In America, Vietnamese writers are up against Hollywood, he said, "the unofficial propaganda of the United States. These movies cost hundreds of millions of dollars. Are you going to go up in front of that with your puny little novel?"

Americans also "like to think that they know something about Vietnam. But it is only ever their experiences we see," he insisted.

So Nguyen, a professor of English and ethnicity, decided to turn US attitudes on race to his advantage.

"As a minority you are expected to write about your 'minority experience'. So I decided to give them that, but done my way, a way neither Americans nor Vietnamese people have seen before."

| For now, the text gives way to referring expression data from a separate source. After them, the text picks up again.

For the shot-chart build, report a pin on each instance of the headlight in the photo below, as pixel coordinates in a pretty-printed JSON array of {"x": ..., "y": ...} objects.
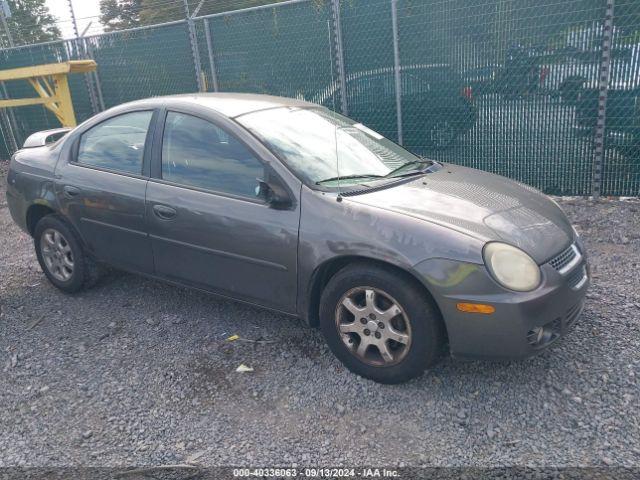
[{"x": 511, "y": 267}]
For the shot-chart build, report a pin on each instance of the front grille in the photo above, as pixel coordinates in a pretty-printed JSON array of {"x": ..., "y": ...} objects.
[
  {"x": 577, "y": 278},
  {"x": 564, "y": 258}
]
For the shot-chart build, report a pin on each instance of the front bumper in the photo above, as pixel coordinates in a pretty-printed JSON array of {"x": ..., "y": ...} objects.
[{"x": 522, "y": 325}]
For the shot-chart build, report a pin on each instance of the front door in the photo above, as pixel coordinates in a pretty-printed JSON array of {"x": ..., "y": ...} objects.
[
  {"x": 208, "y": 226},
  {"x": 101, "y": 189}
]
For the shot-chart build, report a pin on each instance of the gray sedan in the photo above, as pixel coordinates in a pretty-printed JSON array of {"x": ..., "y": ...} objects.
[{"x": 286, "y": 205}]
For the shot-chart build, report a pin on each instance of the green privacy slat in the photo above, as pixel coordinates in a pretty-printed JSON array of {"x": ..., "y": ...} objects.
[{"x": 507, "y": 86}]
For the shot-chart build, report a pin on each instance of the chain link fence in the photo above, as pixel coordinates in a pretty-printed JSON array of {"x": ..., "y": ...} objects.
[{"x": 542, "y": 91}]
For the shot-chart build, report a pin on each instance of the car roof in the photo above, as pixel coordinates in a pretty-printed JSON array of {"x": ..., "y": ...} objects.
[{"x": 228, "y": 104}]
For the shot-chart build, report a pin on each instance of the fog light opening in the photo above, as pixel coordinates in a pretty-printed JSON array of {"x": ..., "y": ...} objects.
[{"x": 541, "y": 336}]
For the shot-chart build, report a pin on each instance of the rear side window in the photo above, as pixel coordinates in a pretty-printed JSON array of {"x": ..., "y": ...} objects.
[
  {"x": 198, "y": 153},
  {"x": 117, "y": 143}
]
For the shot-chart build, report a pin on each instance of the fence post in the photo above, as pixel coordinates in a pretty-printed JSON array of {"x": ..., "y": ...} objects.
[
  {"x": 96, "y": 78},
  {"x": 81, "y": 47},
  {"x": 212, "y": 63},
  {"x": 603, "y": 87},
  {"x": 337, "y": 35},
  {"x": 396, "y": 67},
  {"x": 10, "y": 119},
  {"x": 195, "y": 52}
]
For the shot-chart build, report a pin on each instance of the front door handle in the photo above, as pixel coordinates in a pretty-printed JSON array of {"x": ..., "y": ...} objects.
[
  {"x": 70, "y": 191},
  {"x": 163, "y": 212}
]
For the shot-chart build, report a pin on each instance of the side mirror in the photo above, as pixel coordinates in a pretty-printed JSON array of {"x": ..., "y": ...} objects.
[{"x": 273, "y": 193}]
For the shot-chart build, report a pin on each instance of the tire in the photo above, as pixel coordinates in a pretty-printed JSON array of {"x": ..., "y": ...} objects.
[
  {"x": 64, "y": 262},
  {"x": 418, "y": 320}
]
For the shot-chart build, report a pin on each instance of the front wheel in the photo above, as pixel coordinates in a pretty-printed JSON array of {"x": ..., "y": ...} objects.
[{"x": 380, "y": 324}]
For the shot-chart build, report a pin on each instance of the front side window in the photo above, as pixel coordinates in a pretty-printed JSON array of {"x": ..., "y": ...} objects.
[
  {"x": 320, "y": 145},
  {"x": 198, "y": 153},
  {"x": 116, "y": 144}
]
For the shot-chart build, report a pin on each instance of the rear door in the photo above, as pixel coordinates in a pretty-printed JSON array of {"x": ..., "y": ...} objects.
[
  {"x": 208, "y": 225},
  {"x": 101, "y": 186}
]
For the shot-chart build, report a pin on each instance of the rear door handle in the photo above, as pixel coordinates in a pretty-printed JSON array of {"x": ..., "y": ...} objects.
[
  {"x": 163, "y": 212},
  {"x": 70, "y": 191}
]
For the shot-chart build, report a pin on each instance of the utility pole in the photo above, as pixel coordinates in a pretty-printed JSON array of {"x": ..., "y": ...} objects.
[
  {"x": 73, "y": 19},
  {"x": 4, "y": 8},
  {"x": 81, "y": 45}
]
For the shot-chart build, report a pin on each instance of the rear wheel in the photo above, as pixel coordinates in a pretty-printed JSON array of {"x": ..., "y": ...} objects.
[
  {"x": 380, "y": 324},
  {"x": 62, "y": 257}
]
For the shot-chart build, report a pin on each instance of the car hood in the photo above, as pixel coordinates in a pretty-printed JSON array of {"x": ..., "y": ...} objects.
[{"x": 480, "y": 204}]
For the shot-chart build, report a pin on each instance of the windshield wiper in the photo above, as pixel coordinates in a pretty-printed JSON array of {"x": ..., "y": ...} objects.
[
  {"x": 348, "y": 177},
  {"x": 411, "y": 163}
]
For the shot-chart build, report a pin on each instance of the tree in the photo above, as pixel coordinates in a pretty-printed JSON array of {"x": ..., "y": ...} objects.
[
  {"x": 120, "y": 14},
  {"x": 30, "y": 22}
]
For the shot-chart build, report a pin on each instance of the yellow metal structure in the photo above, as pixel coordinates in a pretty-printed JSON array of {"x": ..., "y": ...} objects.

His big challenge was to find a character who could cross the lines. And in coming up with an ambivalent Communist mole in the South Vietnamese army, the unwanted son of a French colonial Catholic priest and his maid, Nguyen found his man.

Smart, sarcastic, yet desperate to be accepted and to please, the spy agrees to become an advisor on the set of "Apocalypse Now".

"The Movie," the character observes at one point in the book, "was just a sequel to our war and a prequel to the next one that America was destined to wage.

"Killing the extras was either a re-enactment of what had happened to us natives or a dress rehearsal for the next such episode, with the Movie the local anaesthetic applied to the American mind."